By Rob Fischer
Among all of the adjustments that every sector of the population has had to make, in order to work around the obstacles created by the Covid-19 pandemic, education has had to improvise on the fly as much as any other facet of society.
The Country Herald interviewed one Manteno Middle School instructor, who wished to remain anonymous, as we asked what adjustments have had to be made, and what expectations have been created by the current need to teach, via distance.
We asked where are instructors coming up with ideas for distance learning?
“There are many different resources that the team is using to come up with ideas for distance learning. As a team, we are looking at the standards and skills that we have covered thus far in class and identifying areas that students can use some extra time to review prior to moving into new content. As a team we share ideas with each other daily and work together to collaborate and create materials that best meet the needs of our student population” said the instructor.
We also asked what some of the challenges are, moving forward?

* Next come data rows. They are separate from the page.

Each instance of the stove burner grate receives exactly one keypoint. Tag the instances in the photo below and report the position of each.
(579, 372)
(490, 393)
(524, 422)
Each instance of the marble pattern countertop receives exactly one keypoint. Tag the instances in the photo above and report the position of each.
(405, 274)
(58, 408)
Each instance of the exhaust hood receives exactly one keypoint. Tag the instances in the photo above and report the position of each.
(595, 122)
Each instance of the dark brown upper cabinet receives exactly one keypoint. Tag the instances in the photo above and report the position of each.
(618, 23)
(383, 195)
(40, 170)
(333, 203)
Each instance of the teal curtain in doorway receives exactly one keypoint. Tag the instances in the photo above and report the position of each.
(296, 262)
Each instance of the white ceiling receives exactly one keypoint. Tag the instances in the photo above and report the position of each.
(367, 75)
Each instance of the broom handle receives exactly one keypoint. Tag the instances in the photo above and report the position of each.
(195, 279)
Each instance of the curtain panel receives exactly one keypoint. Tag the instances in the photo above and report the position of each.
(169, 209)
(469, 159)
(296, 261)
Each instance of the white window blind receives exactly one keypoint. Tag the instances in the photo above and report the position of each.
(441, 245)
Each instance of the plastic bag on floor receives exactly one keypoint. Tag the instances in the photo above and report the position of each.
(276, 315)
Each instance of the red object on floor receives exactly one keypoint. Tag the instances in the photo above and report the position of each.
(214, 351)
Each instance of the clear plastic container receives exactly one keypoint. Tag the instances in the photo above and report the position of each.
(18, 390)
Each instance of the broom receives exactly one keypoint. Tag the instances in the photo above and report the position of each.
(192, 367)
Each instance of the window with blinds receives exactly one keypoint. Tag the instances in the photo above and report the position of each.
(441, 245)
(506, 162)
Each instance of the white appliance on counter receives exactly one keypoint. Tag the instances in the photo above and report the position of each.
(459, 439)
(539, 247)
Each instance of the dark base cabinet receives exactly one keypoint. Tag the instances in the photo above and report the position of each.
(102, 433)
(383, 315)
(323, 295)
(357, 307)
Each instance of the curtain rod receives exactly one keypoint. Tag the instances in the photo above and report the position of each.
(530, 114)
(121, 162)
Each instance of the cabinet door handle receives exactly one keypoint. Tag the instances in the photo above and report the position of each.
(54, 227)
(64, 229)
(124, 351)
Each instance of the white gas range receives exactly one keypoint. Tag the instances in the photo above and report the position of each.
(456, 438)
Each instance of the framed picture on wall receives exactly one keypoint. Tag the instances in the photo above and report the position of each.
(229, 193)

“The main challenge will be ensuring that every student is supported in the best way possible from afar. There are many times that communication can be confusing and information can be lost in translation so to speak. I’m hopeful that with clear communication among the district, staff, parents, and students we can address any misunderstandings and misconceptions students have in regards to content while still supporting students growth and learning, said the teacher.
We finally inquired about the staff’s expectation that distance learning will satisfy the requirements for the appropriate grade level being taught?
“At this time, distance learning is the only option that we have to provide continuity in the curriculum, and that the students and I are approaching it with a positive mindset in the hopes that we can continue to learn in person and in school later on this year.
The instructor finally added a final thought, that perhaps, could be said by many teachers across the country, and across the world.
“My final thought is that teachers in our community miss our students terribly and want to do the best that we can to support them. Any questions that students or parents have throughout this process, please communicate to teachers, staff, and the district”.